Introduction.- Angle-based Navigation using the 1D Trifocal Tensor.- Vision-based Control for Nonholonomic Vehicles.- Controlling Mobile Robot Teams from 1D Homographies.- Control of Mobile Robot Formations using Aerial Cameras.- Coordinate-free Control of Multirobot Formations.- Conclusions and Directions for Future Research.

Miguel Aranda graduated in telecommunication engineering and received the Ph.D. degree in systems engineering and computer science from Universidad de Zaragoza, Spain. Currently, he is a postdoctoral researcher at Institut Pascal in Clermont-Ferrand, France. He previously held a postdoctoral researcher position at Universidad de Zaragoza, within Instituto de Investigación en Ingeniería de Aragón. His research interests include the autonomous navigation and control of mobile robots using visual sensing, and problems related with the coordinated control of multiagent systems.
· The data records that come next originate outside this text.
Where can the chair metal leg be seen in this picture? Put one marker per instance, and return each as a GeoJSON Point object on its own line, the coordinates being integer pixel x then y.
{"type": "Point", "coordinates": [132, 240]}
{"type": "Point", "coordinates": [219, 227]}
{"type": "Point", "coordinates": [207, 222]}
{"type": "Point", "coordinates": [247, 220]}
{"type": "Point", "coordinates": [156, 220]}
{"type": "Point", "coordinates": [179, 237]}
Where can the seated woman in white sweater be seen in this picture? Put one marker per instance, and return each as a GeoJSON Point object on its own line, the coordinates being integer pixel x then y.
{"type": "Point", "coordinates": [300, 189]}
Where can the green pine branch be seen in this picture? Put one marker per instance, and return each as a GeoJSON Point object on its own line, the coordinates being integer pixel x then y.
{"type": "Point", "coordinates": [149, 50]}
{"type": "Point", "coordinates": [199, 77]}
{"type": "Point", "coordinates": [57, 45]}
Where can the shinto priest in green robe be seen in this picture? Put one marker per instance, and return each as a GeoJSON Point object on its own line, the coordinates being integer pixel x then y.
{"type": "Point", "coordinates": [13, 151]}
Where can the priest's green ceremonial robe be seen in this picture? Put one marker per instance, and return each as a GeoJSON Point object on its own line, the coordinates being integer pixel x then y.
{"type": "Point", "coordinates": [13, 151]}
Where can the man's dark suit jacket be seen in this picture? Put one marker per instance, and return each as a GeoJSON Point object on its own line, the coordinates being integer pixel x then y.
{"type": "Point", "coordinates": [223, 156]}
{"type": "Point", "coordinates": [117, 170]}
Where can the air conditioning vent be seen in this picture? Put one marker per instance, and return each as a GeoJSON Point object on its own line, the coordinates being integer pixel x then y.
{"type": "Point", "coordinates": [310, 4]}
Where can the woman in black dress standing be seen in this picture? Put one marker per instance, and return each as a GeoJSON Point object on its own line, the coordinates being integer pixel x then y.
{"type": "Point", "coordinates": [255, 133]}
Gonzalo López-Nicolás received the degree in industrial engineering and the Ph.D. degree in systems engineering and computer science from Universidad de Zaragoza, Spain. He is currently an Associate Professor with the Departamento de Informática e Ingeniería de Sistemas, Universidad de Zaragoza. He is also a Member of the Robotics, Perception and Real-Time Group and of Instituto de Investigación en Ingeniería de Aragón. His research interests are focused on visual control, multirobot systems, autonomous robot navigation, and the application of computer vision to robotics.

This monograph introduces novel methods for the control and navigation of mobile robots using multiple-1-d-view models obtained from omni-directional cameras. This approach overcomes field-of-view and robustness limitations, simultaneously enhancing accuracy and simplifying application on real platforms. The authors also address coordinated motion tasks for multiple robots, exploring different system architectures, particularly the use of multiple aerial cameras in driving robot formations on the ground. Again, this has benefits of simplicity, scalability and flexibility. Coverage includes details of:

• a method for visual robot homing based on a memory of omni-directional images
• a novel vision-based pose stabilization methodology for non-holonomic ground robots based on sinusoidal-varying control inputs
• an algorithm to recover a generic motion between two 1-d views and which does not require a third view
• a novel multi-robot setup where multiple camera-carrying unmanned aerial vehicles are used to observe and control a formation of ground mobile robots and
• three coordinate-free methods for decentralized mobile robot formation stabilization.
  

The performance of the different methods is evaluated both in simulation and experimentally with real robotic platforms and vision sensors.